What Causes Cavities?
Clinically known as dental caries, tooth decay is the result of an overabundance of a single species of oral bacteria called S. mutans. This bacteria feeds on particles of sugar and other food that stay behind in the mouth after eating and drinking. The digestion process ferments the sugars into an acidic substance that slowly degrades the tooth enamel and creates cavities.
Why are Kids at a High Risk for Cavities?

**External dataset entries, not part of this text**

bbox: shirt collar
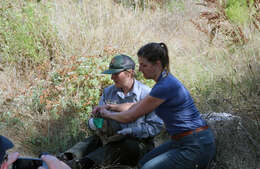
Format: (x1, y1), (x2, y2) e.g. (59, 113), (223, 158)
(158, 70), (168, 82)
(116, 79), (139, 98)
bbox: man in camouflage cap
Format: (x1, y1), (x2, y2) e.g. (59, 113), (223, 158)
(60, 54), (163, 169)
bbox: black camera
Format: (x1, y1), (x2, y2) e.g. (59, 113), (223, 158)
(12, 157), (48, 169)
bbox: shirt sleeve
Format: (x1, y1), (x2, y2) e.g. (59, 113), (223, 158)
(150, 84), (172, 100)
(132, 112), (163, 138)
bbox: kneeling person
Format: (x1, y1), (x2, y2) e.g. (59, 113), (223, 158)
(60, 55), (163, 168)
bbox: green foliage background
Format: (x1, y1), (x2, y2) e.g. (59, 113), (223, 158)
(0, 0), (260, 154)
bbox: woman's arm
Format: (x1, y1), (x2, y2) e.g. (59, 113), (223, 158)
(100, 95), (164, 123)
(107, 103), (136, 112)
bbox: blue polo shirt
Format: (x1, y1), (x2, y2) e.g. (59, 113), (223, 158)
(150, 71), (206, 135)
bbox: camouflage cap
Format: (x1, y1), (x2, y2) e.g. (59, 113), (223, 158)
(102, 54), (135, 74)
(0, 135), (14, 165)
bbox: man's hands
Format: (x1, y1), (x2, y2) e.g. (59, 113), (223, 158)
(91, 103), (135, 117)
(91, 105), (109, 117)
(117, 128), (133, 135)
(0, 152), (19, 169)
(38, 155), (71, 169)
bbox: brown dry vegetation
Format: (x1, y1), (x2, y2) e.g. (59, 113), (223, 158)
(0, 0), (260, 164)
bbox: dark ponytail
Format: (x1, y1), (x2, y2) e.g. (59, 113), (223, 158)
(137, 42), (170, 72)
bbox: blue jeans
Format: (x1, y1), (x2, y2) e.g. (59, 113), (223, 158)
(139, 129), (216, 169)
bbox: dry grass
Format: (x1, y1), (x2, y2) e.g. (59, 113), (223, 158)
(0, 0), (260, 162)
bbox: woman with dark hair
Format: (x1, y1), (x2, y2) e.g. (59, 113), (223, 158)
(97, 43), (215, 169)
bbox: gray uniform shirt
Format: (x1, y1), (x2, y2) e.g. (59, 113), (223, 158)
(99, 80), (163, 138)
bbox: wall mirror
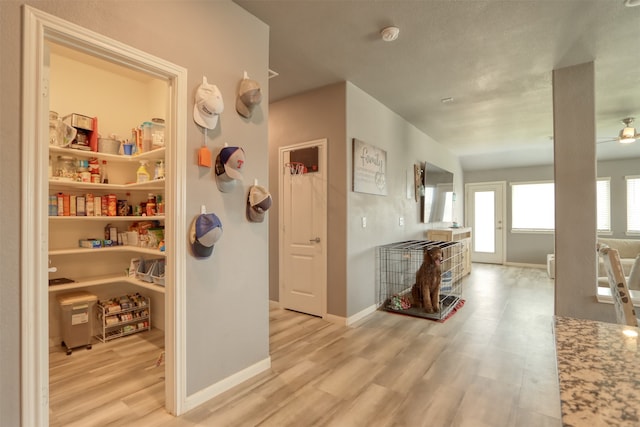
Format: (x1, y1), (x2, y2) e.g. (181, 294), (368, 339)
(420, 162), (453, 223)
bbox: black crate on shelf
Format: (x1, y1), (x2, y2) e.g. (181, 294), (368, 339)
(376, 240), (463, 320)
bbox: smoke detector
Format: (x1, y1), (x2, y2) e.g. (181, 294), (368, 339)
(380, 26), (400, 42)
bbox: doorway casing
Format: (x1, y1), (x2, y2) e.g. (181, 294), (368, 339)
(20, 5), (187, 426)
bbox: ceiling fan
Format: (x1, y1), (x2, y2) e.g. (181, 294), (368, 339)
(598, 117), (640, 144)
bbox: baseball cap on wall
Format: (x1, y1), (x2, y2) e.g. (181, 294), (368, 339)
(215, 147), (245, 193)
(189, 213), (222, 258)
(193, 77), (224, 129)
(247, 185), (272, 222)
(236, 77), (262, 118)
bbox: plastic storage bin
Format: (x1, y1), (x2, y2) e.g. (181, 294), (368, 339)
(58, 291), (98, 355)
(151, 259), (166, 286)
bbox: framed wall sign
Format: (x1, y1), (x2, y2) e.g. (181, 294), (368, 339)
(353, 138), (387, 196)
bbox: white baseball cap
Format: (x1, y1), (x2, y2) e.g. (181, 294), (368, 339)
(193, 77), (224, 129)
(236, 78), (262, 118)
(247, 185), (272, 222)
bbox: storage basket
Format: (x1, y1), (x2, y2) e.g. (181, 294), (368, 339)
(151, 259), (166, 286)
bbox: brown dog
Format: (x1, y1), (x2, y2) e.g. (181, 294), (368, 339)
(411, 248), (442, 313)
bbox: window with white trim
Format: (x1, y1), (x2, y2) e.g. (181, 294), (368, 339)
(596, 178), (611, 236)
(511, 181), (555, 231)
(625, 176), (640, 234)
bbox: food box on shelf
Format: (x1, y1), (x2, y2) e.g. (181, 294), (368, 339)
(78, 239), (102, 249)
(136, 259), (161, 283)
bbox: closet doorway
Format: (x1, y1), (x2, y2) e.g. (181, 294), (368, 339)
(20, 6), (187, 426)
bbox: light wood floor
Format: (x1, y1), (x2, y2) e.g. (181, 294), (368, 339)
(50, 264), (561, 427)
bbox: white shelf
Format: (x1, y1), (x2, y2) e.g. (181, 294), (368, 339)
(49, 244), (166, 257)
(49, 215), (165, 222)
(49, 145), (166, 163)
(49, 178), (164, 192)
(49, 275), (164, 294)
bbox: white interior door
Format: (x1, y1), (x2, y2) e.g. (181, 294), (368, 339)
(279, 140), (327, 316)
(465, 182), (506, 264)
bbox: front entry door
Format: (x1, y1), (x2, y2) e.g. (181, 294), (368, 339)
(279, 140), (327, 316)
(465, 182), (506, 264)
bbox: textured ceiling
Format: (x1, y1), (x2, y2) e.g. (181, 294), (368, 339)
(235, 0), (640, 172)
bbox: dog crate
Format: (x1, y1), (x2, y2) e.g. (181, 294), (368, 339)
(376, 240), (463, 320)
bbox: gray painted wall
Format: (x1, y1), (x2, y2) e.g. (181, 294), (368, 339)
(345, 83), (464, 316)
(268, 83), (347, 316)
(269, 82), (463, 317)
(553, 62), (615, 321)
(0, 0), (269, 425)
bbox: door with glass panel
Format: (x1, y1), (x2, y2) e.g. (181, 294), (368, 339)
(465, 182), (506, 264)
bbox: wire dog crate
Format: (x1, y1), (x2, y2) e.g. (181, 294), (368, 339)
(376, 240), (463, 320)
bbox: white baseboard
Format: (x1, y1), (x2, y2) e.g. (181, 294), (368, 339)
(504, 262), (547, 270)
(184, 357), (271, 412)
(324, 304), (378, 326)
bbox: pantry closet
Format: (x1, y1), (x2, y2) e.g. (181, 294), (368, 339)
(23, 8), (186, 425)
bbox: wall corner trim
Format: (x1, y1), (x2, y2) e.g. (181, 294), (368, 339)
(184, 357), (271, 412)
(324, 304), (378, 326)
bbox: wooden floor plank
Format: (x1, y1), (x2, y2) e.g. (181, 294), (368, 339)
(49, 264), (561, 427)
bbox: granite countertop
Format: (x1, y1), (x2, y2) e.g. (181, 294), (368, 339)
(554, 316), (640, 427)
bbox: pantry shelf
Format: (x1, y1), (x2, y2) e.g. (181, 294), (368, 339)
(49, 215), (165, 222)
(49, 179), (164, 191)
(49, 145), (166, 163)
(49, 275), (164, 294)
(49, 246), (166, 257)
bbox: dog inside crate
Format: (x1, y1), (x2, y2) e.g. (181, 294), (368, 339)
(378, 240), (462, 319)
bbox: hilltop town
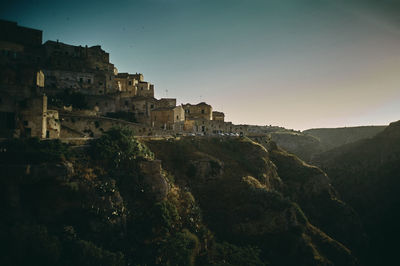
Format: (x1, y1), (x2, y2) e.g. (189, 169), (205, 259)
(0, 20), (276, 139)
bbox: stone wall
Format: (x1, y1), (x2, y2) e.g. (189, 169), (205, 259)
(18, 96), (47, 139)
(60, 114), (156, 138)
(182, 102), (212, 120)
(46, 110), (61, 139)
(212, 111), (225, 122)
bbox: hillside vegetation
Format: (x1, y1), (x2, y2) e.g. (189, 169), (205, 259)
(269, 126), (386, 162)
(314, 121), (400, 265)
(303, 126), (386, 151)
(0, 129), (362, 265)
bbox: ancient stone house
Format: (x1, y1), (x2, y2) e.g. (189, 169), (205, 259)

Two factors cause children to be at high risk for tooth decay:
- Diet. The average American child’s diet is filled with added sugars, from the juices and flavored milks they drink, to the yogurts and fruit snacks they nosh on throughout the day.
- Poor oral health habits. Children and teens tend to not place a lot of importance on oral health. A quick swipe with the toothbrush or a swish of mouthwash might be the most some children do to care for their every day.
Together, these factors create an ideal breeding ground for S. mutans.
Preventing Childhood Tooth Decay
The best thing you as a parent can do to help your child have a heathier smile and reduce the risk for cavities is demonstrate and reinforce good oral health habits at home. Check in and make sure your child is brushing with toothpaste for at least two minutes after breakfast and before bed. Additionally, take your child to a caring children’s dentist twice a year for regular checkups and cleanings so you can stay abreast of any developing cavities.